Брат окончательно терял терпение, хватался за голову, начинал топать ногами и произносил с бешенством:
- К чорту сквоттеров! К дьяволу фермеров! Ко всем чертям всех вместе!.. Давайте рукопись и сидите молча... Я буду читать один...
Глаза бедной барышни расширялись от испуга, и на них появлялись слезы...
- Погодите, она разовьется,- говорил Студенский, до слуха которого доходили эти вспышки...
Вскоре в этой обстановке и в этой тяжелой атмосфере, насыщенной глухим вздрагивающим гулом и удушливыми парами, у меня повторились припадки нервной астмы, которой я был подвержен с детства. Она всегда повторялась в периоды тяжелой жизни, исчезая с переменой настроения...
Подошла ясная, теплая осень, тот период, когда на петербургских улицах в полусумраке увеличивающихся вечеров начинают зажигать фонари. Однажды в такой сумеречный час я только что вернулся из кухмистерской. Брата не было, на столе еще не лежала корректура. Открыв окно, я лег на подоконнике и высунулся в переулок. Было свежо и приятно. Резкий ветер от взморья освежил воздух, дышалось легко. Мимо нашего окна быстро пробежал фонарщик с лестницей на плече, и вскоре дав цепочки огоньков протянулись в светлом сумраке...
Я почувствовал, как внезапная, острая и явно о чем-то напоминающая тоска сжала мне грудь. Она повторялась в эти часы ежедневно, и я невольно спросил себя, откуда она приходит? В ресторане я прочитывал номера "Русского мира", в котором в это время печатался фельетоном рассказ Лескова "Очарованный странник". От него веяло на меня своеобразным простором степей и причудливыми приключениями стихийно бродячей русской натуры. Может быть, от этого рассказа, от противоположности его с моею жизнью в этом гробу веет на меня этой тоской и дразнящими призывами?
Я взглянул вдоль переулка. Цепь огоньков закончилась. Они теперь загорались дальше, наперерез по Мойке и Малой Морской. Я вдруг понял: моя тоска от этих огней, так поразивших меня после приезда в Петербург. Тогда были такие же вечера, и такие же огни вспыхивали среди петербургских сумерек. С внезапной силой во мне ожило настроение тогдашней веры в просторы жизни и тогдашних ожиданий. А затем быстро пронеслись в памяти эти два года: мансарда на Малом Царскосельском, голод, бессмысленная работа над атласами, Веселитский, Паша Горицкий, чертежная доска в институте, Ермаков, целый ряд разочарований... И вот теперь этот гроб...

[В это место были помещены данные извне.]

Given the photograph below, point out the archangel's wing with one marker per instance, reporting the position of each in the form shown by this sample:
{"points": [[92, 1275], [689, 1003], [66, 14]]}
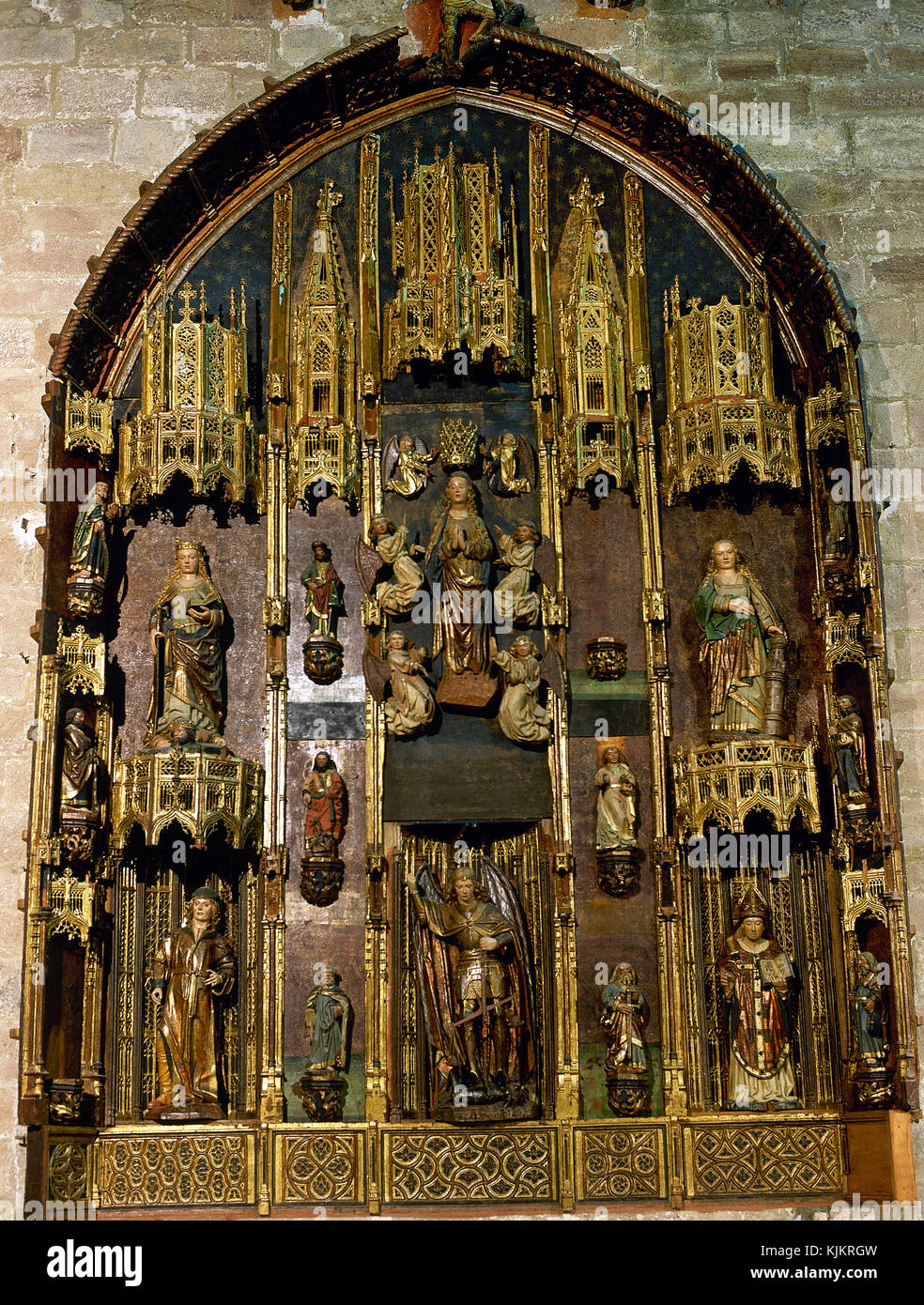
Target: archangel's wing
{"points": [[432, 966], [368, 564], [545, 562], [504, 896], [376, 672], [389, 458], [552, 669], [428, 886], [528, 461]]}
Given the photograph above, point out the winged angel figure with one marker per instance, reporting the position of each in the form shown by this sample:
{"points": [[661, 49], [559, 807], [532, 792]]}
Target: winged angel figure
{"points": [[410, 706], [474, 971], [405, 465]]}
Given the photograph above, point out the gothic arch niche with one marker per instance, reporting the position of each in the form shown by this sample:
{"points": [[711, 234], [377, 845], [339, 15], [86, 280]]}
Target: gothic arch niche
{"points": [[625, 340]]}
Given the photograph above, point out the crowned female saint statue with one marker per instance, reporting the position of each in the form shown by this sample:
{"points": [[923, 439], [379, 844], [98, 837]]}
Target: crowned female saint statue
{"points": [[736, 620], [187, 703], [757, 983]]}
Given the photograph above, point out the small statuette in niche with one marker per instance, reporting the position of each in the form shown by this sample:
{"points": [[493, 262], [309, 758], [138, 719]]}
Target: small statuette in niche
{"points": [[625, 1013], [328, 1029], [324, 605], [193, 969], [325, 802]]}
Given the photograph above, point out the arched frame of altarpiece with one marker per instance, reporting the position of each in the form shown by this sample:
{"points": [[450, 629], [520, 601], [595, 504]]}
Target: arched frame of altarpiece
{"points": [[847, 886]]}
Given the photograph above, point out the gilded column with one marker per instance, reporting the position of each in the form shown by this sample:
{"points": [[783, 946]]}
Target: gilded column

Тихо скрипнула дверь, показалось мертвое лицо Студенского, и сухая рука протянула полосы словаря. Я подошел к дверям и как-то неожиданно для себя сказал:
- Я прошу вас рассчитать меня: через несколько дней я уезжаю в Москву.
Наша компания первого года вся рассеялась. Гриневецкий перешел в Горный институт, поселился в самых дальних линиях Васильевского острова, не показывался оттуда к прежним товарищам и упорно занимался, вновь получая деньги от родителей. Сучков уехал в Москву, где поступил в Петровскую академию. Там же было в это время еще несколько земляков, в том числе Мочальский *, один из лучших моих товарищей. Получив как-то мое грустное письмо, он предложил бросить все в Петербурге и приехать в академию. Меня примут, хотя год уже начался. На первое время я поселюсь с земляками, а там, наверное, со своим рисованием опять найду работу.
Сначала мне это показалось совершенно невыполнимым, по теперь эта острая тоска по чему-то дорогому, потерянному, странный язык этого полусумрачного вечера с огоньками фонарей сказали другое. Через неделю, получив у Студенского несколько десятков рублей, я съездил в Кронштадт, чтобы попрощаться с матерью... Она даже обрадовалась моему проекту. Впереди ей рисовалась для меня карьера лесничего, скромный лесной домик, в котором под ее крылышком вновь соберется наша семья...
Через несколько дней я был уже в Петровской академии *.
В этом месте моих воспоминаний на меня точно веет струя свежего воздуха, и прежде всего в прямом, не переносном смысле. Уже от Москвы дорога пролегала лесными аллеями с запахом свежего снега и сосны. Пустые дачки среди леса, потом красивое здание академии, церковка, парк, плотина, пруд под снегом в одну сторону, открытые дали в другую и своеобразный поселок с двухэтажными Ололыкинскими номерами (незадолго перед тем переименованными в номера Благосклонского). Всюду только фигуры крестьян и студентов. Понятно, как все это подействовало на меня после Демидовского переулка, комнаты с темными обоями и черными дверьми и "корректурного бюро Студенского". С этого времени начинается для меня новый период жизни и новое настроение...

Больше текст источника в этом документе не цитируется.